Leandro permaneceu imóvel.

— Se alguém entrar daqui a pouco e me vir desse jeito... — Ela mordeu o lábio, sem coragem de encará-lo. — No papel, eu sou sua esposa. E estou na sua cama...

— Cala a boca.

Ele foi até o banheiro e voltou com um conjunto de roupas femininas, jogando-as sobre a cama sem cuidado.

Eliana já tinha notado que o banheiro não era simples. Havia um closet lateral bem-arrumado, com produtos de higiene escolhidos a dedo e, entre as prateleiras, peças íntimas e pijamas femininos dobrados com esmero. Estava claro que alguém havia preparado aquele espaço com antecedência.

Pegou a roupa, tentando se vestir ali mesmo, mas a dor nas costas e a rigidez das pernas a impediram de colocar a calça. A lombar latejava, a perna não respondia, e o tecido não subia de jeito nenhum.
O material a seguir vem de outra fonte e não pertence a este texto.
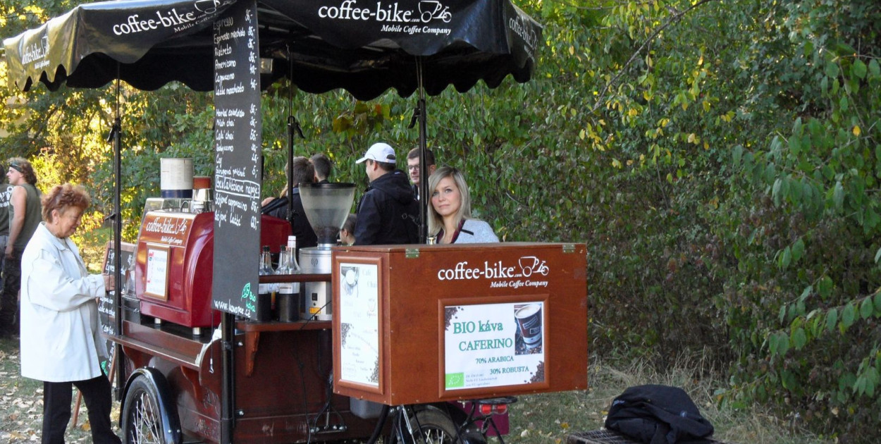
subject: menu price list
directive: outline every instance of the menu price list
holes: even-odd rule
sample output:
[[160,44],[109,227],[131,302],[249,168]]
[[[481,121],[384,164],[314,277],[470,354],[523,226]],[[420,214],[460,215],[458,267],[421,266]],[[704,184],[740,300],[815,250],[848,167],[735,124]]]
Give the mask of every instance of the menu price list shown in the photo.
[[260,248],[263,122],[257,37],[253,1],[237,3],[214,23],[212,305],[249,318],[255,315],[251,289],[257,285]]

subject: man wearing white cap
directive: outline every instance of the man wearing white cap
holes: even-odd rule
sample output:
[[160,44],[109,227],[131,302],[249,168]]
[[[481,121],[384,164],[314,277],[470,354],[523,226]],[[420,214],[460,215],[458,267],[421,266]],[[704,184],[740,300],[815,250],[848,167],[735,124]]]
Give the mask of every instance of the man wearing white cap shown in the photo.
[[356,163],[365,164],[370,185],[358,203],[355,245],[417,243],[419,204],[407,174],[395,167],[395,150],[374,144]]

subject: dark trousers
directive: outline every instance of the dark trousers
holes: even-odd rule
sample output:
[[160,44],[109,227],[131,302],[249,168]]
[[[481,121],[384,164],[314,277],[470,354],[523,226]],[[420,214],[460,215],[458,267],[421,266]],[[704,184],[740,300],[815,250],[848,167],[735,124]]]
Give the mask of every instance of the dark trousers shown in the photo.
[[[21,289],[21,254],[12,250],[12,258],[5,258],[3,266],[3,295],[0,296],[0,335],[19,334],[19,290]],[[3,254],[3,253],[0,253]]]
[[73,388],[83,394],[92,426],[94,444],[120,444],[122,441],[110,427],[110,381],[105,375],[73,382],[43,381],[43,444],[63,444],[64,430],[70,420]]

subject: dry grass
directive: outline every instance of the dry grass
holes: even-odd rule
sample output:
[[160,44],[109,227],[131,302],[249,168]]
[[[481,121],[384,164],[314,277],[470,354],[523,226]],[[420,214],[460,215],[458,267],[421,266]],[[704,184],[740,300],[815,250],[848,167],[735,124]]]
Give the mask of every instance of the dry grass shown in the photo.
[[520,396],[511,412],[507,442],[557,444],[575,432],[603,426],[609,406],[625,388],[663,384],[685,389],[715,428],[714,439],[741,444],[821,444],[834,442],[791,427],[761,406],[749,411],[720,408],[714,392],[725,384],[700,358],[683,359],[664,372],[648,360],[606,362],[594,358],[589,366],[587,390]]

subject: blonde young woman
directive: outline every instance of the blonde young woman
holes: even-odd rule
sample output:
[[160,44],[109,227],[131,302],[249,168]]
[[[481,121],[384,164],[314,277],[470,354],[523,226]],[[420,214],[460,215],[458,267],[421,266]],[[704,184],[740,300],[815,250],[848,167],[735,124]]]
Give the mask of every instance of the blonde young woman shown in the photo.
[[428,178],[432,204],[428,207],[428,235],[436,243],[498,242],[492,227],[471,218],[471,196],[462,173],[441,166]]

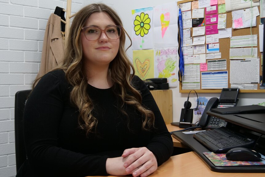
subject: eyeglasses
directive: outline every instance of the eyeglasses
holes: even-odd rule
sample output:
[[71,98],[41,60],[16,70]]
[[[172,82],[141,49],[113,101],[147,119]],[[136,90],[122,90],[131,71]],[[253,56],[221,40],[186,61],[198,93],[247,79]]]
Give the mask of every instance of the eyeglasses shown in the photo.
[[102,30],[96,26],[83,27],[86,39],[89,41],[95,41],[100,38],[101,33],[104,32],[108,38],[110,39],[117,39],[121,36],[121,31],[122,27],[120,25],[109,26]]

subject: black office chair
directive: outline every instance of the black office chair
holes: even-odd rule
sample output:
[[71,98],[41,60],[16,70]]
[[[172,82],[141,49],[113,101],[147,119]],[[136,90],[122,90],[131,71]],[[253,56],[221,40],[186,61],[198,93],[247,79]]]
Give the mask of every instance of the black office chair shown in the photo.
[[15,95],[15,145],[17,172],[27,159],[23,134],[24,108],[31,90],[18,91]]

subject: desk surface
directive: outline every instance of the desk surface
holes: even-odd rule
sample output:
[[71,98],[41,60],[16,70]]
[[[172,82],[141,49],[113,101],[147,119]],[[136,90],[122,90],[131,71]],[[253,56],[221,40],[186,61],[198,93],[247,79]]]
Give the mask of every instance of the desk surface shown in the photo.
[[[102,176],[97,176],[98,177]],[[109,176],[109,177],[116,176]],[[132,177],[132,175],[127,176]],[[214,176],[215,177],[265,177],[265,173],[218,173],[211,171],[192,152],[172,156],[158,167],[149,177]]]

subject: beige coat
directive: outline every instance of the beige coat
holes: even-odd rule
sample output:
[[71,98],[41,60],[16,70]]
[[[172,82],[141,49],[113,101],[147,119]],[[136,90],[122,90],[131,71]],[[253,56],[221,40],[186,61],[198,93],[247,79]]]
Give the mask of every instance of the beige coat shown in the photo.
[[61,34],[61,18],[52,14],[48,20],[43,39],[41,66],[37,78],[50,71],[62,60],[64,40]]

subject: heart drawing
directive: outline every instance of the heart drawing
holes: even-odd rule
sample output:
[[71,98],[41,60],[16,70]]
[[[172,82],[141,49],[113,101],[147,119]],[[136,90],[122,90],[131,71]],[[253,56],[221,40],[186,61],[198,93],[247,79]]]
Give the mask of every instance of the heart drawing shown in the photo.
[[136,58],[135,59],[135,63],[138,73],[142,78],[145,79],[150,69],[150,60],[145,59],[142,63],[138,58]]
[[162,14],[160,15],[160,20],[161,21],[161,26],[162,27],[162,38],[164,37],[164,35],[165,34],[165,33],[166,32],[166,31],[168,27],[168,25],[169,24],[169,18],[170,16],[170,14],[169,12],[167,12],[164,14]]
Ergueu os olhos e encontrou Leandro parado a poucos passos. Não precisou falar, pois o pedido estava na expressão dela.

Ele compreendeu de imediato, e a sombra no rosto se fechou como céu prestes a desabar.

— Dá uma força? — A voz dela não tinha charme, só necessidade. — Ou chama uma das empregadas.

Leandro avançou até a cama. Sem uma palavra, puxou o edredom de lado com brusquidão, expondo o corpo dela inteiro diante de si.